REPUBLIKA.CO.ID, LONDON -- Amnesty International mendesak lima negara anggota tetap Dewan Keamanan (DK) PBB tidak menggunakan hak vetonya dalam menanggapi situasi kekejaman massal di dunia. Dalam laporan tahunannya, kelompok hak asasi itu menyebut respon global terhadap kekacauan 2014 sangat memalukan.
''DK PBB gagal secara menyedihkan dalam melindungi warga sipil,'' kata Sekretaris Jenderal Amnesty Salil Shetty dalam pernyataan, dikutip BBC.
Menurutnya, lima negara anggota (Inggris, Cina, Prancis, Rusia dan Amerika Serikat) menggunakan hak veto untuk kepentingan politik dan geopolitik pribadi daripada kepentingan warga sipil.
Dalam laporan yang dirilis Rabu (25/2), Amnesty mengatakan negara kaya bersalah karena tidak menyediakan tempat untuk lebih banyak pengungsi. Amnesty menyebut respon mereka sangat menjijikkan. 2014 adalah tahun bencana bagi para korban konflik dan kekerasan.
"Para pemimpin dunia harus bertindak cepat untuk menghadapi dan mengubah konflik bersenjata,'' kata Shetty.
Shetty berpendapat salah satu bagian dari solusi adalah tidak menggunakan veto dalam kasus pembunuhan massa dan genosida. Jika mereka menggunakan itu, maka Rusia tidak akan menggunakan hak vetonya sehingga tidak menghalangi aksi PBB merespon kekerasan di Suriah.
Dengan begitu Presiden Bashar al Assad bisa dibawa ke Pengadilan Kejahatan Internasional untuk menerima akses lebih baik pada bantuan kemanusiaan.

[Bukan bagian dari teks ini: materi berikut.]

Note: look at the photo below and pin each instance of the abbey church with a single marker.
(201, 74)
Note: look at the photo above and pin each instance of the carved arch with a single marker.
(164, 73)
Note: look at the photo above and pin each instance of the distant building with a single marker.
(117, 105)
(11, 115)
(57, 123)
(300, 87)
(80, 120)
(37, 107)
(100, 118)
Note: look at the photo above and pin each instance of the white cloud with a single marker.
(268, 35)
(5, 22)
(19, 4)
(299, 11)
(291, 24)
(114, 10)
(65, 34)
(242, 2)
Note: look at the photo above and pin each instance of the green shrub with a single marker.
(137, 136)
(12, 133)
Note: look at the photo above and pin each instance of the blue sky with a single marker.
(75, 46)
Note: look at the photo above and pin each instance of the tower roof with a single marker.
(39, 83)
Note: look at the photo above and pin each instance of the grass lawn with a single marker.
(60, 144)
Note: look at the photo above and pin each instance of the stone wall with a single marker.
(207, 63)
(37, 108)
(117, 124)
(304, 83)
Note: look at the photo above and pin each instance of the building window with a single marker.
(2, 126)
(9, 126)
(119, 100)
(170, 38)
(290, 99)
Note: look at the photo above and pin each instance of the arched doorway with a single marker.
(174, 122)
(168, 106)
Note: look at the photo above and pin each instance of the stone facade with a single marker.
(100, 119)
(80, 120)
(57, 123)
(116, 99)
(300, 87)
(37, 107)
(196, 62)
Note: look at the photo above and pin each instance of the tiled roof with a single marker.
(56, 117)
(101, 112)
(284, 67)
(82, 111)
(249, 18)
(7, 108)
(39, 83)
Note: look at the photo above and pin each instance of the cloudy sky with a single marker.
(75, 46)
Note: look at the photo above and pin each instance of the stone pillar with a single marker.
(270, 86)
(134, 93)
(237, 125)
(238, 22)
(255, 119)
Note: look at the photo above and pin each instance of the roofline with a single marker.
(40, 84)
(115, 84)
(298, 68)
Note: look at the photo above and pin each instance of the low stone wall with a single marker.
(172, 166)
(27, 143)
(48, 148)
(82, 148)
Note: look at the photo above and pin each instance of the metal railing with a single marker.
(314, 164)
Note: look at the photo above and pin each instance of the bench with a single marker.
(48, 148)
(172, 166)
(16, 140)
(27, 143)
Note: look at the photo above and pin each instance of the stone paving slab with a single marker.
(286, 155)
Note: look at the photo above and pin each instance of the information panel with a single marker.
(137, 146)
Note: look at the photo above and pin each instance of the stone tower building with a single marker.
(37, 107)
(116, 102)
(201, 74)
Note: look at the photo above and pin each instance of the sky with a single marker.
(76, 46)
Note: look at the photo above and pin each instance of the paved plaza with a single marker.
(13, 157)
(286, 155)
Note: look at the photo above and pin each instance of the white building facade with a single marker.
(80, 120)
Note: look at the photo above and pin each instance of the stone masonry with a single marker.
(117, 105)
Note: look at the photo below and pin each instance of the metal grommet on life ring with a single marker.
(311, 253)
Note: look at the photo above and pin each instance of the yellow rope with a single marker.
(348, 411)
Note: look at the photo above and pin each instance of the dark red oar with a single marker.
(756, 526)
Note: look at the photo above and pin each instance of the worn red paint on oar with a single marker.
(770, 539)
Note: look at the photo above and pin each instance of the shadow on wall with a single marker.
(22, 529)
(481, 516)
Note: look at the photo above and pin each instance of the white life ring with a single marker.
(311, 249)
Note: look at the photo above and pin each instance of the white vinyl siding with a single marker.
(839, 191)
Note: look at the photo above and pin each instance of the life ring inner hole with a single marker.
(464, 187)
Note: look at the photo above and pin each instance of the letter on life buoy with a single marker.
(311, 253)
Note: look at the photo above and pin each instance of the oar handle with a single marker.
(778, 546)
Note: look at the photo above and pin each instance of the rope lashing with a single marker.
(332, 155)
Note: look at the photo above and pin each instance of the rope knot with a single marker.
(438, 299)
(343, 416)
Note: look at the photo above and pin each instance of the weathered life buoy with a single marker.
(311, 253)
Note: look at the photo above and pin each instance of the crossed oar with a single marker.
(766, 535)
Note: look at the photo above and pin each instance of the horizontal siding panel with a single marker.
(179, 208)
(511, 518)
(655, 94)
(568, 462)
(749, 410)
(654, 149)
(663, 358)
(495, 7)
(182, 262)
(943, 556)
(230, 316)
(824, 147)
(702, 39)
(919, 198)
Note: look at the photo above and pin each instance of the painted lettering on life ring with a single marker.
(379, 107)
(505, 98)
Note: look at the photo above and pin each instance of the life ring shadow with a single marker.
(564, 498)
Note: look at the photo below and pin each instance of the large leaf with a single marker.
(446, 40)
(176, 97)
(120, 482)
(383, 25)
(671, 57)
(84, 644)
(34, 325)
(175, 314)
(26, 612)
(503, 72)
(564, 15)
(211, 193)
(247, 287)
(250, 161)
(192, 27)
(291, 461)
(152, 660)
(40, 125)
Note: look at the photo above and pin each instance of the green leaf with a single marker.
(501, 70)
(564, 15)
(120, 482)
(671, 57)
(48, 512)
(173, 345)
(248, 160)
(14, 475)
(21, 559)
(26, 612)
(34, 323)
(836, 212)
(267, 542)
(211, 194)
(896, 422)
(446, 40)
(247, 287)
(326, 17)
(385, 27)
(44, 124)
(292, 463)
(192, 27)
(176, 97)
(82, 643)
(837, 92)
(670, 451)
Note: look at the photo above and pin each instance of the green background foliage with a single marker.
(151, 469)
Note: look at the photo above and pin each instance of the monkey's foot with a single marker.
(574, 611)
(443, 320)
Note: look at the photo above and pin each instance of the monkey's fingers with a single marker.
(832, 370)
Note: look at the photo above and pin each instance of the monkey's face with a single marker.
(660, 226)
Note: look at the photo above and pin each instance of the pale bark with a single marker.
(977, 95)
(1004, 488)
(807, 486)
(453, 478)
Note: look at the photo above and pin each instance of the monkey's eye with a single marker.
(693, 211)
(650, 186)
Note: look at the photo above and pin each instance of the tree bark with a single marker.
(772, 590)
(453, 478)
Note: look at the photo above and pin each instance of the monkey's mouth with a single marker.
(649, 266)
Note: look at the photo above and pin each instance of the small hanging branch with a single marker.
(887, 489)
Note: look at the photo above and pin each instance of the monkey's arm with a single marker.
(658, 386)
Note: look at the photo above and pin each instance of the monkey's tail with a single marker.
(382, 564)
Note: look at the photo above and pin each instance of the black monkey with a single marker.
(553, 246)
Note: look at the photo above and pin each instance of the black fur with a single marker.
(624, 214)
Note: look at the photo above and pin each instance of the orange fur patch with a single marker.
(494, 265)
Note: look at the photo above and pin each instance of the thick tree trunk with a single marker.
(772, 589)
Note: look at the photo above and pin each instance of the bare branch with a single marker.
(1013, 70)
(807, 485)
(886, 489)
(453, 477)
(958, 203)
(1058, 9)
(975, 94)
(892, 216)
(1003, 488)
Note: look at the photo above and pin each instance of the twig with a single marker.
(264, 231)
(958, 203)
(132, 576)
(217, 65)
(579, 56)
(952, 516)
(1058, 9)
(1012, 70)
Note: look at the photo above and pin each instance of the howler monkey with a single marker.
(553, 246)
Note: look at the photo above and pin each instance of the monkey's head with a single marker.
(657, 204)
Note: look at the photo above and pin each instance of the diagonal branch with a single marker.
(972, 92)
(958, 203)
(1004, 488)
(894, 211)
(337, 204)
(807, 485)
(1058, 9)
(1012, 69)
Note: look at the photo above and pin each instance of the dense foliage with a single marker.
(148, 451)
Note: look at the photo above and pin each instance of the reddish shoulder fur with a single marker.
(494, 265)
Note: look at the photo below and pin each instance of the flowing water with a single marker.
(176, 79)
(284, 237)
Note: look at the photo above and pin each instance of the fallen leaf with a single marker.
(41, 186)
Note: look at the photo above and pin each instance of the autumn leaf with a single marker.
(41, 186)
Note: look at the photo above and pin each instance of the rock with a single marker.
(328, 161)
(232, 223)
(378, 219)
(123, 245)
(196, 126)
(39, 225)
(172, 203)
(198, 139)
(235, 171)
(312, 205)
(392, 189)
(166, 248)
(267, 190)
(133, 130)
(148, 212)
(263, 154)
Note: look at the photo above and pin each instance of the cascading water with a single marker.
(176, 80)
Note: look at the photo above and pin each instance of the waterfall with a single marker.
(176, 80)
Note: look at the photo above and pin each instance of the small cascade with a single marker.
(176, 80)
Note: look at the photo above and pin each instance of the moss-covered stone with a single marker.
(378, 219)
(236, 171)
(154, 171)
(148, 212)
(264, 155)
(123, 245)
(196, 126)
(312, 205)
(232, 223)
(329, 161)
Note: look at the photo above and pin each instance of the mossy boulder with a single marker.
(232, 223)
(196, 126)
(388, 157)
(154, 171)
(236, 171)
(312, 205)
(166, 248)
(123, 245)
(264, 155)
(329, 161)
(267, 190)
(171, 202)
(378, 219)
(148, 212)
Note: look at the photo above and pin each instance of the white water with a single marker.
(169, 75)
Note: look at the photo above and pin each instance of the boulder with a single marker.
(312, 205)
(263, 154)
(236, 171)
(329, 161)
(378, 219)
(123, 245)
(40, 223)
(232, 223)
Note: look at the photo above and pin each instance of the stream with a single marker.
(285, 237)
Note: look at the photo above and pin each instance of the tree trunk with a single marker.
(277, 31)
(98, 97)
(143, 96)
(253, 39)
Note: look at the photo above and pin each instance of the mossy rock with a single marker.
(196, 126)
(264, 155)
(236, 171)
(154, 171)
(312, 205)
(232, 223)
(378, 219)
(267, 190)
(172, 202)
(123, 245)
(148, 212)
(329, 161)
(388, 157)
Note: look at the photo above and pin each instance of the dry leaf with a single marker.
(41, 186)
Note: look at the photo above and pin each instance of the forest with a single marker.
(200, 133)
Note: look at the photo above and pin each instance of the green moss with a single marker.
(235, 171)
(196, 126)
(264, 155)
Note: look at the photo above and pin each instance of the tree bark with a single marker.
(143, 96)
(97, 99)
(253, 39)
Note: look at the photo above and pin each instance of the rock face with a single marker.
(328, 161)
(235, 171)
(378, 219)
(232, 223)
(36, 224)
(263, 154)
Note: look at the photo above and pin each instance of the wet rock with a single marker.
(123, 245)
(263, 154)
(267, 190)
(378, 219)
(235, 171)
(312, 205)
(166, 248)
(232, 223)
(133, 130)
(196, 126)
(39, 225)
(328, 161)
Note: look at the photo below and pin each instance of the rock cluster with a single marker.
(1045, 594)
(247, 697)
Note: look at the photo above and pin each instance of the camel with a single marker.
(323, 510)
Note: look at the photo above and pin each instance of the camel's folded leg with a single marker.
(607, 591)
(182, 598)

Shetty mengatakan ini akan membantu menjaga hidup warga sipil.
Kantor Kementerian Luar Negeri Inggris merespon laporan Amnesty. Menurut pernyataan, Inggris dengan sepenuh hati mendukung prinsip DK harus bertindak menghentikan kekejaman massal dan kejahatan melawan kemanusiaan.
''Namun, kami tidak bisa membayangkan situasi dimana kami akan menggunakan hak veto untuk memblokir tindakan semacam itu,'' katanya.
Pemerintah Inggris berpendapat tuduhan yang dikatakan Amnesty sangat berlebihan.